Participants at the Reuters Global Investment Outlook Summit said falling unemployment, rising wages, low oil prices, cheap imports and relatively low interest rates throughout 2016 will encourage consumers to open their wallets more.
A series of high-profile earnings disappointments among retailers, particularly clothing sellers, and U.S. government reports suggesting spending has abated has worried some investors.
But participants at the Summit said changing consumer habits are a reason apparel companies have been hit, while other companies have not.
“The question for me is simple: Why are people not buying clothes?” said Mario Gabelli, who oversees $39.6 billion at Gabelli & Co in Rye, New York. “Is it the weather? Is it tourism? Retailers like O‘Reilly are doing fantastic, retailers like Home Depot are doing fantastic.”
O‘Reilly Automotive Inc (ORLY.O), which has more than 4,400 auto parts retailers, is one of Gabelli’s picks, even after its share price had more than doubled since the start of 2014.
Gabelli said he is also focused on “changing consumer patterns,” such as how people now read ingredient labels more carefully.
To that end, he owns General Mills Inc (GIS.N), which makes Cheerios cereal but also owns Yoplait yogurt and recently bought Annie’s Inc, maker of organic macaroni-and-cheese.

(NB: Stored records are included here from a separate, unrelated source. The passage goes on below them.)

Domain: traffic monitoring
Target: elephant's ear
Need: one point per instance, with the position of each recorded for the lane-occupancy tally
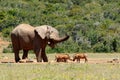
(41, 30)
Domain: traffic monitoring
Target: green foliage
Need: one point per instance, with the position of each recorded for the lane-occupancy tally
(93, 25)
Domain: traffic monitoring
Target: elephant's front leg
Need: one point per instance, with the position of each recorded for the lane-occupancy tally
(38, 53)
(45, 59)
(25, 54)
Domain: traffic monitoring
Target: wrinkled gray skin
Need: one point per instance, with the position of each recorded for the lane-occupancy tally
(25, 37)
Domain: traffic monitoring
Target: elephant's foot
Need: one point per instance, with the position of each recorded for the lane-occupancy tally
(17, 60)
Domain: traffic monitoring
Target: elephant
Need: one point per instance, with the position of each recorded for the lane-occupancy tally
(79, 56)
(26, 37)
(62, 57)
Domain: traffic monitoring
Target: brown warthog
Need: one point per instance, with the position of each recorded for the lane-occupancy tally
(62, 57)
(79, 56)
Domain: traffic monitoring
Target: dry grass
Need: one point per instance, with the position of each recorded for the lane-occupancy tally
(61, 71)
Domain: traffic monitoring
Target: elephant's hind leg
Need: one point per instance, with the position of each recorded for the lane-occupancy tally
(45, 59)
(25, 54)
(16, 53)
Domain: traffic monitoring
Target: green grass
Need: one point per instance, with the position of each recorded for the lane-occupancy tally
(60, 71)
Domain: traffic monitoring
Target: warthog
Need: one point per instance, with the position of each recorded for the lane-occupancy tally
(62, 57)
(79, 56)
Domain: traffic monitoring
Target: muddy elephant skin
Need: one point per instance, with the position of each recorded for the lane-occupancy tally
(26, 37)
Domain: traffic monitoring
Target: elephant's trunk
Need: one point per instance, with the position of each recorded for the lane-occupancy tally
(57, 40)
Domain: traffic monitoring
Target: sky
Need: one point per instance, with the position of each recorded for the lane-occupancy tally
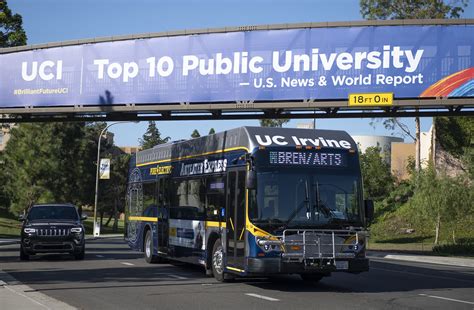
(61, 20)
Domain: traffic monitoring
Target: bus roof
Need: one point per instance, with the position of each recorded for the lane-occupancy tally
(247, 138)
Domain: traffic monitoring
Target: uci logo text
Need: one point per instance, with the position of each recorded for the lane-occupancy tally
(47, 70)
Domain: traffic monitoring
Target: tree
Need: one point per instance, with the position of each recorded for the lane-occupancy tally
(195, 134)
(11, 27)
(273, 122)
(152, 137)
(442, 201)
(113, 191)
(378, 181)
(412, 9)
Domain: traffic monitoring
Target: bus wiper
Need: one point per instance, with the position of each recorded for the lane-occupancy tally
(305, 204)
(321, 207)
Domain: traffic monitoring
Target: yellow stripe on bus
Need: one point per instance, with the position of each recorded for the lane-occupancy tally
(215, 224)
(143, 218)
(197, 155)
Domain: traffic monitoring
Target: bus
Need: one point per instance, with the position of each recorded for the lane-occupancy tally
(251, 201)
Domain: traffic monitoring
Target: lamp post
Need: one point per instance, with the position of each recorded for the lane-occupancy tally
(97, 174)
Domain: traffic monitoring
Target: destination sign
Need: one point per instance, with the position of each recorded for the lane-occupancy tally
(300, 158)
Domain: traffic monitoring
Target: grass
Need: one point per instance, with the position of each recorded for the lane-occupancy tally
(9, 227)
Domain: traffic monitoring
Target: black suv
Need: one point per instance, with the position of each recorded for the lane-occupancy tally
(52, 228)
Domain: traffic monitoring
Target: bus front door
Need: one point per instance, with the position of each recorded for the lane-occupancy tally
(235, 220)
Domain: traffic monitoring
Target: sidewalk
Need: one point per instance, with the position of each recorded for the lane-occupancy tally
(441, 260)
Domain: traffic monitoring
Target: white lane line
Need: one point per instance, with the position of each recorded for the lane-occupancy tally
(22, 295)
(176, 277)
(450, 299)
(262, 297)
(422, 275)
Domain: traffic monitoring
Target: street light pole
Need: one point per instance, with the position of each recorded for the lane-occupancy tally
(97, 175)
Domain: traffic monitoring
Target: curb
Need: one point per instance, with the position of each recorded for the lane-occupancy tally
(439, 260)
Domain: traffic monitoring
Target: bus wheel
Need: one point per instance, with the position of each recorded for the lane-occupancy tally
(311, 277)
(218, 261)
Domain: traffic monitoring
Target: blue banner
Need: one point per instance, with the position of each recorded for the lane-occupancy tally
(272, 65)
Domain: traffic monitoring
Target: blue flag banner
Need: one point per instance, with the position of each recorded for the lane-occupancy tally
(265, 65)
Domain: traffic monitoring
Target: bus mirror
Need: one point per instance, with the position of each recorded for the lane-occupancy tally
(251, 180)
(369, 209)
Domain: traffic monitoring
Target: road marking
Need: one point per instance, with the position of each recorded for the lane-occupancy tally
(177, 277)
(23, 295)
(450, 299)
(262, 297)
(422, 274)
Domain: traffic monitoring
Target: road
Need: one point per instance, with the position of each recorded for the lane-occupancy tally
(114, 277)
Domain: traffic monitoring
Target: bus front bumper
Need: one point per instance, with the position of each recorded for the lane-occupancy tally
(276, 266)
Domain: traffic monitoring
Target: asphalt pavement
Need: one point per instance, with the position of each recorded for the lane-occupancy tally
(114, 277)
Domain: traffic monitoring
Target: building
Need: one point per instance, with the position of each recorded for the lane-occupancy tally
(383, 142)
(400, 157)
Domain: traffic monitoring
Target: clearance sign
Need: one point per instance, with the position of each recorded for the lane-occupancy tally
(267, 65)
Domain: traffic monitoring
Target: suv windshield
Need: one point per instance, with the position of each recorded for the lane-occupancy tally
(53, 213)
(300, 197)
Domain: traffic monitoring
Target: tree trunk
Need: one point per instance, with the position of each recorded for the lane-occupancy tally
(108, 220)
(438, 227)
(433, 145)
(116, 214)
(417, 145)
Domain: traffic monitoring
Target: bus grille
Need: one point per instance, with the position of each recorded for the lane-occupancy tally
(53, 232)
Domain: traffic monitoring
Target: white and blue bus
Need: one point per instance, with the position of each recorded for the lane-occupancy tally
(252, 201)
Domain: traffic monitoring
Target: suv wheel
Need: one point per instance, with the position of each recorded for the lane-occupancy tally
(23, 255)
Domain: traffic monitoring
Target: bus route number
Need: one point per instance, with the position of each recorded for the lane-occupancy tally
(371, 99)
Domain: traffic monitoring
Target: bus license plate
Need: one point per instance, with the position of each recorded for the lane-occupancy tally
(343, 264)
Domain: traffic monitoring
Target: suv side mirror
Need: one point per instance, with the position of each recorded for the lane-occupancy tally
(369, 209)
(251, 179)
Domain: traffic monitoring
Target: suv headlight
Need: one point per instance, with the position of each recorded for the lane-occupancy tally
(29, 230)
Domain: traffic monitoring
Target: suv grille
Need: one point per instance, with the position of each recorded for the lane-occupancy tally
(53, 232)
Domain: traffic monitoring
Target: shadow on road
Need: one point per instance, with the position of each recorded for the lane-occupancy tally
(105, 272)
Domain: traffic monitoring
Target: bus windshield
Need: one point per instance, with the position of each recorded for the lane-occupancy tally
(300, 197)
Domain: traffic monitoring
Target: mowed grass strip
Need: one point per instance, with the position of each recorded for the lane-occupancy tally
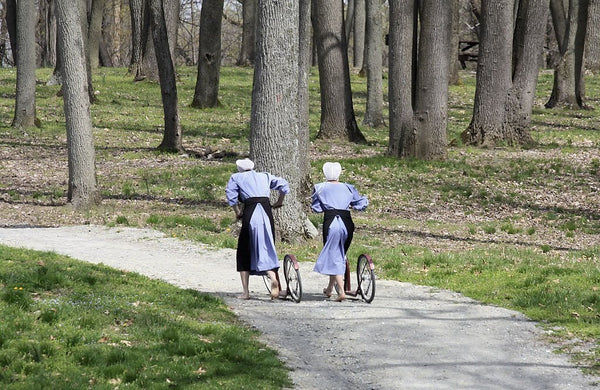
(71, 325)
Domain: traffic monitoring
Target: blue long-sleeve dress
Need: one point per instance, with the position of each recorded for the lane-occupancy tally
(334, 199)
(256, 244)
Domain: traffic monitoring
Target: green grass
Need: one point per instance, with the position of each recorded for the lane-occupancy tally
(513, 227)
(71, 325)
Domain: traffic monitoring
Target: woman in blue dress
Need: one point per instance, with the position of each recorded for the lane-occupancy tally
(248, 193)
(334, 199)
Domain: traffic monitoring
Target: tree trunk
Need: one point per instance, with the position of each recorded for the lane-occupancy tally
(493, 74)
(337, 111)
(431, 103)
(360, 19)
(83, 191)
(11, 26)
(403, 19)
(454, 74)
(568, 88)
(419, 60)
(349, 21)
(138, 37)
(373, 65)
(172, 134)
(246, 57)
(209, 55)
(592, 39)
(274, 118)
(26, 64)
(304, 64)
(530, 31)
(84, 25)
(95, 32)
(149, 54)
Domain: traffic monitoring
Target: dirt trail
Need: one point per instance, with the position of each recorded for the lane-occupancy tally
(410, 337)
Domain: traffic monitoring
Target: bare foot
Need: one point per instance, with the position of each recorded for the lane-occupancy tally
(341, 298)
(274, 289)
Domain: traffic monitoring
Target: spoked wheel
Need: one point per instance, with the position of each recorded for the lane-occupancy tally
(267, 281)
(365, 274)
(291, 273)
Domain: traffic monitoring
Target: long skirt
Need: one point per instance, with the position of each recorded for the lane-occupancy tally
(256, 244)
(338, 230)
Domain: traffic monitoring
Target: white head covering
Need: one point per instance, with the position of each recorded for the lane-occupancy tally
(332, 170)
(244, 165)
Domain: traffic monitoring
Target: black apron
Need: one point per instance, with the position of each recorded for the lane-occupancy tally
(346, 218)
(243, 254)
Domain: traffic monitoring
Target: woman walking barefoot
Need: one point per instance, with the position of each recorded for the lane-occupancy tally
(248, 193)
(334, 199)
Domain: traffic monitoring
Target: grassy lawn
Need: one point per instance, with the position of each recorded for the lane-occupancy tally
(515, 227)
(71, 325)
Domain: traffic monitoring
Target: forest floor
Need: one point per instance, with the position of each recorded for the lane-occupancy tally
(409, 337)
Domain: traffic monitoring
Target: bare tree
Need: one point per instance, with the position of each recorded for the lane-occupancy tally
(26, 64)
(304, 64)
(83, 191)
(139, 36)
(274, 118)
(206, 93)
(246, 56)
(95, 32)
(418, 115)
(360, 20)
(504, 94)
(373, 64)
(172, 134)
(569, 18)
(337, 111)
(592, 39)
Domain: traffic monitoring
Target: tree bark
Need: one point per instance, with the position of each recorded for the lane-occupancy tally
(505, 95)
(149, 54)
(274, 117)
(304, 64)
(592, 39)
(530, 31)
(172, 134)
(569, 88)
(11, 26)
(431, 103)
(349, 21)
(26, 64)
(83, 191)
(138, 35)
(95, 32)
(206, 93)
(402, 42)
(418, 115)
(374, 64)
(359, 32)
(454, 75)
(246, 57)
(493, 74)
(337, 111)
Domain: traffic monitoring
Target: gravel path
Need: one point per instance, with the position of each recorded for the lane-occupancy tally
(410, 337)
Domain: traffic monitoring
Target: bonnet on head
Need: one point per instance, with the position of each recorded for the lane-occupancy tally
(332, 170)
(244, 165)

Summit participants made their assessments as Fed governors suggested in speeches this month that it may finally be time to raise interest rates for the first time since June 2006.
In the minutes from its latest meeting, the central bank signaled that a December hike is possible so long as it remained confident the labor market was healthy, wages will increase and inflation can rise toward the Fed’s preferred level.

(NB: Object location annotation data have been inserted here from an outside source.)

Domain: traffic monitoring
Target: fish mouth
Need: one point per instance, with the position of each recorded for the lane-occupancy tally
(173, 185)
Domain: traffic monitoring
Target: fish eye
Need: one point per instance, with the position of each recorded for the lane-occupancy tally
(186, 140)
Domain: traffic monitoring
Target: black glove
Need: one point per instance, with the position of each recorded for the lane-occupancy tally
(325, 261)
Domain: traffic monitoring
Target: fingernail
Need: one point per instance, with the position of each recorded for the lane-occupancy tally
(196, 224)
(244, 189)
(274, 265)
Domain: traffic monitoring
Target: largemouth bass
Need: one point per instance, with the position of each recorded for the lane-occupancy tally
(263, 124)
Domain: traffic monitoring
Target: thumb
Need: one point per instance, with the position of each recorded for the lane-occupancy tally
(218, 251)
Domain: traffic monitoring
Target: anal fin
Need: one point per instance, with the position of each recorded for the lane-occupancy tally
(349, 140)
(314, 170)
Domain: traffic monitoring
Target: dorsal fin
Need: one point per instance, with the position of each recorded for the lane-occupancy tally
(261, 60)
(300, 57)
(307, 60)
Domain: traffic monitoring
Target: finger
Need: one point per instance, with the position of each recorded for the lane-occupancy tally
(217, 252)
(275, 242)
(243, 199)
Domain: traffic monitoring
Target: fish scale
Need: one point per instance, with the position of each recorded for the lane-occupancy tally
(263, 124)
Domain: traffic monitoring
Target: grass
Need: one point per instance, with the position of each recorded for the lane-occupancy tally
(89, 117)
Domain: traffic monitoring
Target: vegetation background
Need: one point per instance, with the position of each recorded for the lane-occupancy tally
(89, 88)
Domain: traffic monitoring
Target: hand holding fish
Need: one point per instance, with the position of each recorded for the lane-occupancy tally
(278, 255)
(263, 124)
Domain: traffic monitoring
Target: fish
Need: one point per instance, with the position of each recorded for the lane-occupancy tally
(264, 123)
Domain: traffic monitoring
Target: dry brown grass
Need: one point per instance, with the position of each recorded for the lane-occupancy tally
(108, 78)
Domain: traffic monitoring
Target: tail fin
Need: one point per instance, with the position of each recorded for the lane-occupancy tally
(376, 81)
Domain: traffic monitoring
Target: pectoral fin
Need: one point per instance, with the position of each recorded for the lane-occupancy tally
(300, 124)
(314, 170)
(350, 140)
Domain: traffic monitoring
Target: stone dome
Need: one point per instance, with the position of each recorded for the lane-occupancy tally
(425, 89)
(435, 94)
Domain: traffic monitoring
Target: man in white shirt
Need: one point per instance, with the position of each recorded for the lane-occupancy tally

Dean Maki, chief economist at billionaire Steven A. Cohen’s Point72 Asset Management in Stamford, Connecticut, noted that consumer spending grew in the third quarter at a 3.2 percent rate, dwarfing the rate of inflation.
“That’s precisely what should happen when gasoline prices fall: headline inflation declines, and real spending grows faster,” Maki said. “Consumer spending continues to be the main driver of expansion.”

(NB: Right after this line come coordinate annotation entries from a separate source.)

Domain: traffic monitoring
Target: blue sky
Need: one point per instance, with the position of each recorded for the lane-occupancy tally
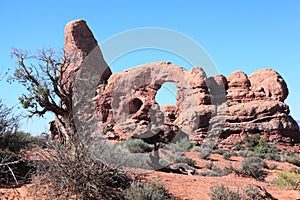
(238, 35)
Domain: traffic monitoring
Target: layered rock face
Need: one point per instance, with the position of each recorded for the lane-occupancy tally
(125, 103)
(256, 105)
(128, 101)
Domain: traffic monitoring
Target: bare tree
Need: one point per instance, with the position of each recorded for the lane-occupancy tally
(48, 80)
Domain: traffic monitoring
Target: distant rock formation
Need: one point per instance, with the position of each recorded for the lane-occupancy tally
(206, 106)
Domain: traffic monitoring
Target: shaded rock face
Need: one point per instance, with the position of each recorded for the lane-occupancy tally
(215, 106)
(80, 43)
(256, 105)
(125, 103)
(128, 101)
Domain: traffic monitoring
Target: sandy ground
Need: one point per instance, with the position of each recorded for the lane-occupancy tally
(197, 187)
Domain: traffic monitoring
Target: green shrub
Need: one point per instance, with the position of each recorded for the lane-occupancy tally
(272, 156)
(227, 155)
(183, 159)
(210, 174)
(219, 151)
(153, 190)
(217, 169)
(291, 158)
(254, 167)
(253, 192)
(136, 146)
(239, 147)
(290, 180)
(221, 192)
(76, 172)
(182, 145)
(195, 149)
(16, 141)
(205, 153)
(229, 170)
(14, 171)
(209, 165)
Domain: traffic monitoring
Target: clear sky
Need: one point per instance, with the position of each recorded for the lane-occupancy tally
(238, 35)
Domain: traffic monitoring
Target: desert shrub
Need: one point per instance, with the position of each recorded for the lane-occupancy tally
(253, 192)
(291, 158)
(183, 159)
(136, 146)
(209, 165)
(210, 174)
(182, 145)
(263, 148)
(254, 167)
(238, 147)
(195, 148)
(217, 169)
(227, 155)
(219, 151)
(153, 190)
(229, 170)
(272, 156)
(251, 141)
(290, 180)
(210, 145)
(74, 172)
(205, 153)
(295, 170)
(13, 170)
(15, 141)
(221, 192)
(272, 166)
(184, 168)
(246, 154)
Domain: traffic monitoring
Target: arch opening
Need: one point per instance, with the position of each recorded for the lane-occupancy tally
(135, 105)
(166, 95)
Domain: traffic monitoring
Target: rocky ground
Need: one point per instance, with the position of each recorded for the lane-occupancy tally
(196, 187)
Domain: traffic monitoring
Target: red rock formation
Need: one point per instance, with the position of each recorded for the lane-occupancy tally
(215, 106)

Margie Patel, senior portfolio manager at Wells Capital Management, which invests $348 billion, expects wages in 2016 to rise about 1.5 percentage points faster than inflation.
The Boston-based manager said rising wages could prompt consumers to spend more online, helping brick-and-mortar retailers such as home improvement specialist Home Depot Inc (HD.N) that are ramping up their Internet presence.
She was also high on cars. Annual sales from General Motors Co (GM.N) and others are potentially on track to eclipse the approximately 17.35 million units sold in 2000.
“We still have a couple more years left for the auto up cycle,” Patel said. “It’s one of the best real-time indicators for what is the real health of the consumer.”
The outlook is different for clothing retailers, which have struggled with excess inventory as shoppers hunt for bargains online.
From mid-July to mid-November the Standard & Poor’s Select Retail Index .SPSIRE fell as much as 18 percent, a much larger drop than for stocks generally.
“I don’t think that those retailers missing expectations can really blame a weakening consumer, because others are clearly benefiting,” Maki said.
More broadly, summit guests noted that consumer sentiment remains strong, having this year reached its highest since 2004, according to University of Michigan data.
“It’s rare that you see us entering a recession without consumer confidence rolling over first, and we’re not even close to that, so that makes me feel better,” said Gregory Peters, who helps invest $565 billion as senior investment officer of Prudential Fixed Income in Newark, New Jersey.